Google can tell dogs from mops. Can you?

Bret McGowen presented on Serverless machine learning at Google. You can watch his full talk here but here are my notes.

Serverless

Four principles:

no need to manage/think about servers
no upfront provisioning, scale as you go (can't be wrong about having enough capacity)
pay per use
stateless/ephemeral

Serverless at Google:

Background functions: Cloud Storage, Cloud Pub/Sub
HTTP functions: API, Webhooks, Browser

Machine Learning

Machine learning is using many examples to answer questions.

Machine Learning at Google:

Use your own data: TensorFlow and Cloud Machine Learning Engine
Pretrained ML models: Cloud (Vision, Speech, Natural Language, Translation) API, Cloud Video Intelligence

Specifics on capabilities of Cloud Vision API:

Label detection (dog or mop?)
Face detection (within the photo, here is the location of the face)
OCR (read text from photos)
Explicit content detection (violence/adult)
Landmark detection (that's the Eiffel tower!)
Local Detection (not sure)

Other Cloud Vision features:

crop hints - suggested crop dimensions
web annotations - suggested other metadata to search about your page - eg from a photo of an iconic car, it can tell you the model of car, what film it was from, where it probably is.

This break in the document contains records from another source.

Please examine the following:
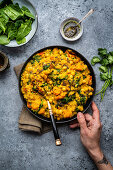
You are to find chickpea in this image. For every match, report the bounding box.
[49,80,53,84]
[69,75,73,78]
[63,66,67,70]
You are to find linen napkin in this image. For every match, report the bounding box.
[14,63,52,134]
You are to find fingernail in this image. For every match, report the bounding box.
[78,112,82,118]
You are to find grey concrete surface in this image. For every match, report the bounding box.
[0,0,113,170]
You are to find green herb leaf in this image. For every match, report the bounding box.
[91,56,100,66]
[16,37,26,44]
[7,21,17,40]
[15,19,24,29]
[43,64,50,70]
[0,35,10,45]
[4,4,24,20]
[0,28,2,34]
[100,72,109,81]
[0,9,9,33]
[99,66,108,73]
[108,54,113,64]
[100,58,109,66]
[33,54,41,63]
[16,20,32,41]
[98,48,107,57]
[109,51,113,56]
[21,6,35,19]
[0,0,13,8]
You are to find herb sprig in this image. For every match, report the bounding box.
[91,48,113,101]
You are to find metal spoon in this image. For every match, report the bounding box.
[64,9,94,37]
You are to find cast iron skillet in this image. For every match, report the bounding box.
[19,46,96,123]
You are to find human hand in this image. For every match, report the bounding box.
[70,102,103,161]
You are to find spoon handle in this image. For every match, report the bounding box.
[78,9,94,24]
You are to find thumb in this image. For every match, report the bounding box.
[77,112,87,130]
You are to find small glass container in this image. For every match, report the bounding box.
[60,17,83,41]
[0,51,10,72]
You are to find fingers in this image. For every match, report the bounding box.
[70,119,79,129]
[92,102,100,122]
[84,113,93,122]
[69,123,79,129]
[77,112,87,130]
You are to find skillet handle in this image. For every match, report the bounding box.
[50,114,62,146]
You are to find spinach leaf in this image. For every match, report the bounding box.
[15,19,24,29]
[100,58,109,66]
[16,37,26,44]
[43,64,50,70]
[0,35,10,45]
[91,56,100,66]
[7,21,17,40]
[0,0,13,8]
[16,20,32,41]
[100,72,108,81]
[99,66,108,73]
[0,8,9,23]
[21,6,35,19]
[108,54,113,64]
[109,51,113,56]
[98,48,107,57]
[33,54,41,63]
[0,28,2,34]
[0,9,9,33]
[4,4,24,21]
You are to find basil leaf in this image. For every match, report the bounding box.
[0,9,9,33]
[21,6,35,19]
[100,72,108,81]
[7,21,17,40]
[0,28,2,34]
[4,4,24,21]
[16,37,26,44]
[99,66,108,73]
[101,58,109,66]
[98,48,107,57]
[108,54,113,64]
[0,0,13,8]
[15,19,24,29]
[91,56,100,66]
[43,64,50,70]
[16,20,32,41]
[0,35,10,45]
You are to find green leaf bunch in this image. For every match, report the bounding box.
[0,0,35,45]
[91,48,113,100]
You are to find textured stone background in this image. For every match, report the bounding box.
[0,0,113,170]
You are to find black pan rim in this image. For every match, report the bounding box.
[18,45,96,124]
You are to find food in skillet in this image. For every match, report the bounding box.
[21,48,94,120]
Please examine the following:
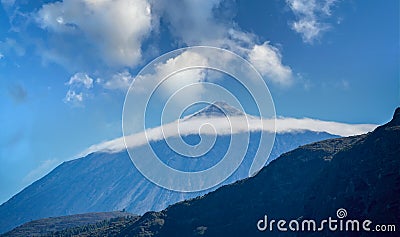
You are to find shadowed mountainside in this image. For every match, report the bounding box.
[111,108,400,236]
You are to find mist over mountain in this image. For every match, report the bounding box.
[0,105,337,233]
[111,108,400,236]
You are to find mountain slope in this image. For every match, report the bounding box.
[0,131,335,233]
[2,212,138,237]
[113,108,400,236]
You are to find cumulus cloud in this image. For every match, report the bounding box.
[76,116,377,158]
[67,72,93,89]
[97,70,134,91]
[286,0,336,43]
[64,72,93,106]
[35,0,152,66]
[155,0,293,85]
[248,42,292,85]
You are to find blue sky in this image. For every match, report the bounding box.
[0,0,400,202]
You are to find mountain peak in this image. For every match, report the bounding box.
[384,107,400,127]
[187,101,245,119]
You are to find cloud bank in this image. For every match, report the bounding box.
[286,0,336,43]
[76,116,378,158]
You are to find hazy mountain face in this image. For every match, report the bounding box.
[0,105,335,232]
[117,108,400,236]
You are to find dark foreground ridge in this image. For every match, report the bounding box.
[1,211,138,237]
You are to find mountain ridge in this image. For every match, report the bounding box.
[111,109,400,236]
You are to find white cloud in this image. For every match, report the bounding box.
[286,0,336,43]
[36,0,152,66]
[98,70,134,91]
[155,0,293,85]
[23,159,60,184]
[135,51,209,103]
[0,38,25,57]
[248,42,292,85]
[67,72,93,89]
[76,116,377,158]
[64,90,83,105]
[63,72,93,106]
[1,0,15,8]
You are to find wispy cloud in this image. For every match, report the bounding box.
[22,159,60,184]
[286,0,336,43]
[76,116,377,158]
[64,73,93,106]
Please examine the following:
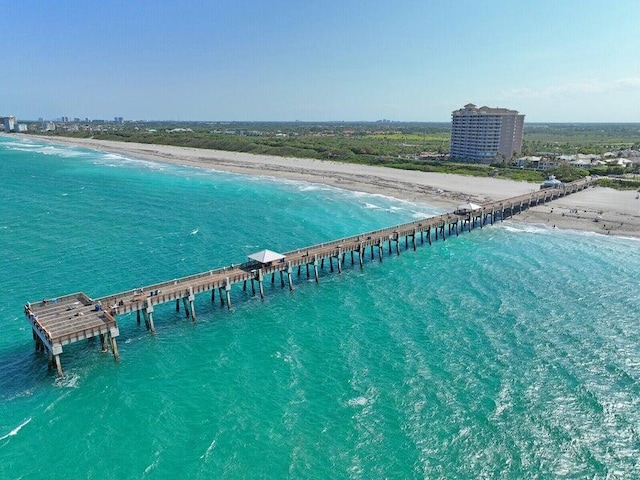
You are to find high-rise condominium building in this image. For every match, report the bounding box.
[451,103,524,163]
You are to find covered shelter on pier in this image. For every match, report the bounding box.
[454,202,482,214]
[249,250,285,265]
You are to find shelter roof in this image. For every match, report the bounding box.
[249,250,284,263]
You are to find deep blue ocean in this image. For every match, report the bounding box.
[0,136,640,479]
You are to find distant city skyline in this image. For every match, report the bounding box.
[0,0,640,123]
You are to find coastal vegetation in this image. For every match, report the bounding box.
[596,178,640,191]
[27,121,640,182]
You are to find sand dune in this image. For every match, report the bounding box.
[24,135,640,237]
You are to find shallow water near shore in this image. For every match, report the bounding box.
[0,137,640,478]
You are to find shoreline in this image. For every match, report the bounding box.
[12,134,640,238]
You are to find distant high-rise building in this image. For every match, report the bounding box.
[2,117,16,133]
[451,103,524,163]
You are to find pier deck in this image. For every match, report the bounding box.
[24,176,593,376]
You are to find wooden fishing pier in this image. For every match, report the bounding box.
[24,179,594,376]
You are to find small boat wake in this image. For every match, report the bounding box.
[0,417,31,442]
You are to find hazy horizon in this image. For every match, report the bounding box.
[0,0,640,123]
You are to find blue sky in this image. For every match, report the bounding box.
[0,0,640,122]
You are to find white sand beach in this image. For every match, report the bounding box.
[22,135,640,237]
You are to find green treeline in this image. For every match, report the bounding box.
[36,122,640,182]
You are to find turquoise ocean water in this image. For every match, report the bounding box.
[0,137,640,479]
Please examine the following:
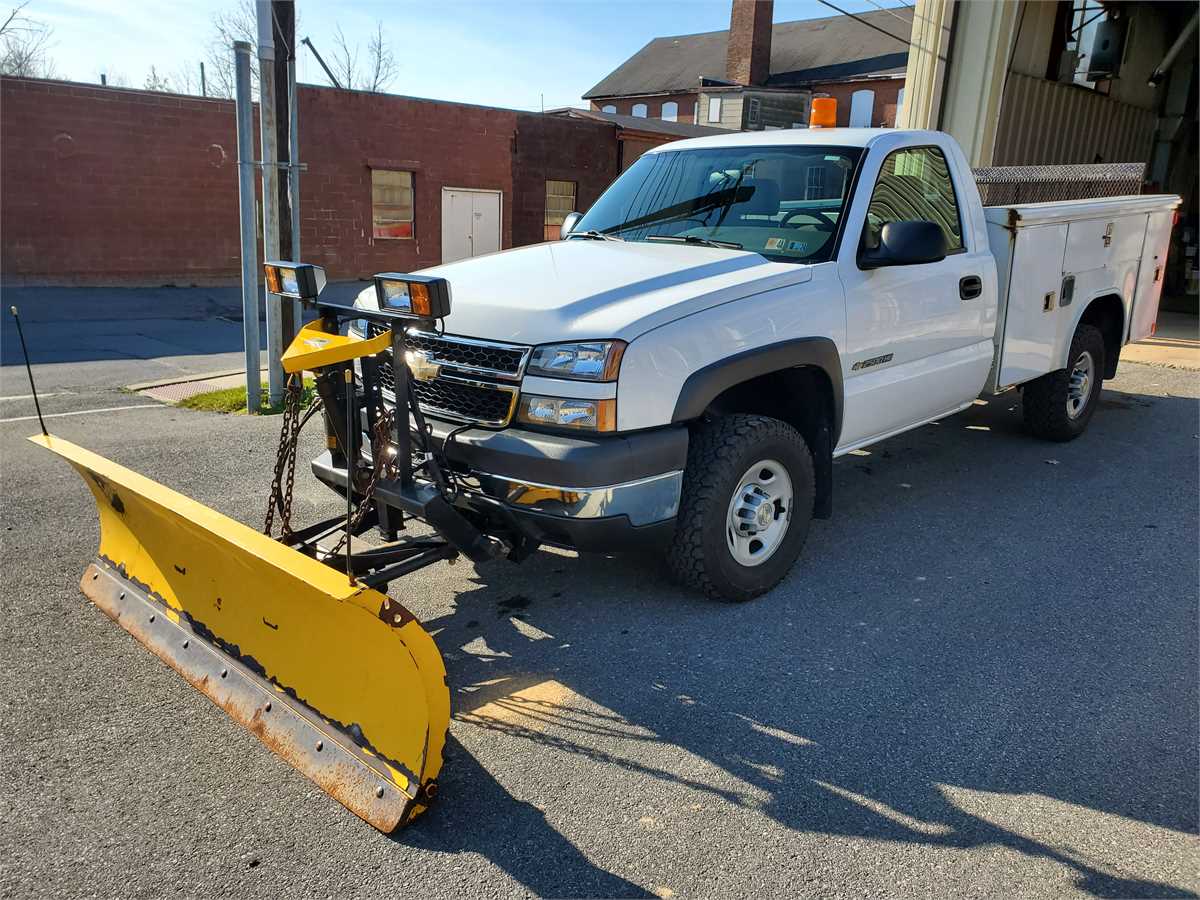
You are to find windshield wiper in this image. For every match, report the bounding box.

And can give you other matching images to back it up.

Cloud event trigger walkthrough

Cloud storage -> Cloud Functions -> Cloud vision API

NLP: extract entities from a sentence, sentiment analysis, syntax analysis (parse sentence to a lemma so you can see the parts of speech dependency graph)

Speech API

Speech to text transcription in 110 languages.

Azar - uses cloud speech api and cloud translation api to talk
Also gives timestamp of each word on top of transcript.

Video Intelligence API

Look through the whole video to label things.